0327AL verließ die Hallen von Vignale in ‚Amaranto‘ (dunkelrot) mit einem besonderen Grau metallic als Akzentfarbe für Dach, Dachsäulen und die untere Seitenscheibeneinfassung. Innen erhielten die Sitze, Türverkleidungen, die hinteren Seitenverkleidungen, das Armaturenbrett und der Mitteltunnel beigefarbenes Leder. Das Schwesterauto erhielt ein hell abgesetztes Dach zu hellgelbem Grundlack. Nach der Weltpremiere auf der New York World Motor Sports Show Anfang 1954 ließ Vignale 0327AL noch einmal zurück nach Europa kommen. Grund dafür war der Genfer Automobilsalon im März. Erst danach konnte der Wagen in Milwaukee/Wisconsin an den Chef der Leader Card Company, Robert C. Wilke, ausgeliefert werden.

Einer von sieben Ferrari für Mr. Wilke

Mr. Wilke war an amerikanischen Rennstrecken bereits seit den 1920er Jahren bestens bekannt. Als wichtiger Sponsor eines erfolgreichen Rennteams war er vor allem oft in der Boxengasse von Indianapolis. Gemeinsam mit seinen Freunden Bill Spear und Jim Kimberly besuchte er zudem oft das Ferrari-Werk in Maranello. Im Laufe der Jahre kaufte er sieben Ferraris, wovon viele einzigartige Karosserien erhielten. Den 375 America ließ er recht bald Blau metallic umlackieren, nachdem zuvor bereits das Dach schwarz lackiert worden war. Als Alltagsauto durfte der Ferrari auf den Highways oftmals zeigen was er kann.

Lange in den USA, dann zurück nach Europa

Die meisten seiner Ferraris behielt Robert Wilke bis zu seinem Tod im Jahr 1970. Auch 0327AL gehörte dazu. Sein Sohn Ralph verkaufte den Sportwagen schließlich an Dr. Robert E. Steiner. Dieser behielt ihn für ein weiteres Jahrzehnt in Milwaukee. Dann verkaufte er den 375 America an Ed Jurist vom Vintage Car Store in Nyach/New York. Dieser gab ihn an David L. Coffin in Sunapee/New Hampshire weiter. 1986 wechselte der Wagen, nun rot umlackiert, nach Arizona und kurz darauf in die Blackhawk Collection. Anschließend kehrte das Auto nach Europa zurück, als es von Sander van der Velden aus Belgien erworben wurde. Als nächster Besitzer trug sich der niederländische Ferrari-Importeur Frits Kroymans in die Papiere ein.

Seit 2009 wieder in den USA

Nach rund 20 Jahren in der Kroymans-Sammlung wechselte der 375 wieder zurück in die USA zum Sammler Tom Price.
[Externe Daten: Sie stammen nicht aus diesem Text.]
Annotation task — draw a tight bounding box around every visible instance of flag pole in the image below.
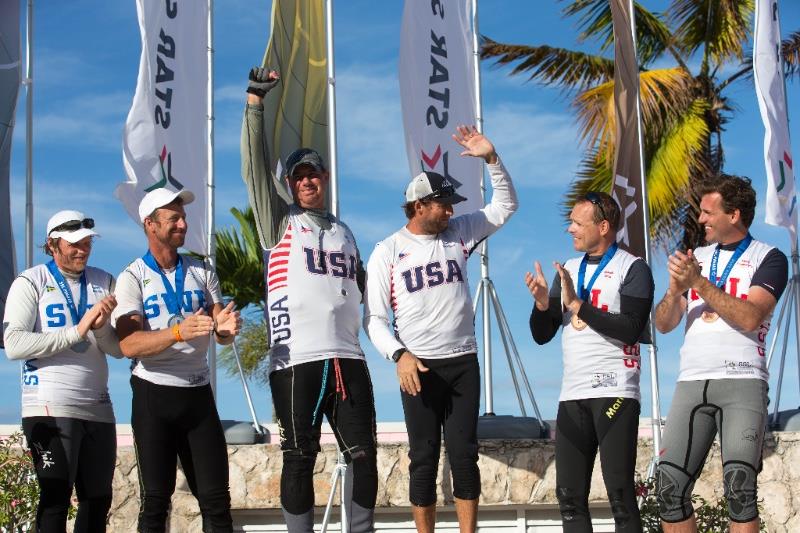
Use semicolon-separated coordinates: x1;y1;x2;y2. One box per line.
325;0;339;217
628;0;661;464
470;0;494;416
24;0;33;268
206;0;217;397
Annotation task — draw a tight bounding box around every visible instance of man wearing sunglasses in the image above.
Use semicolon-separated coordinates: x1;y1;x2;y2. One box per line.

Nach einer Restaurierung inklusive Umlackierung auf Burgunderrot mit silbergrauem Dach erwarb 2011 der heutige Besitzer den Sportwagen über eine RM-Auktion. Innen trägt der Ferrari eine wohltuende Patina auf den Ledersitzen. Im August 2018 scheiterte ein Verkaufsversuch über die RM Sotheby’s Auktion in Monterey. Morgen (22. Januar) steht ein neuer Versuch in Arizona auf dem Plan. Als Höchstpreis erwartet RM Sotheby’s dabei US$ 2.400.000 bis US$ 3.400.000.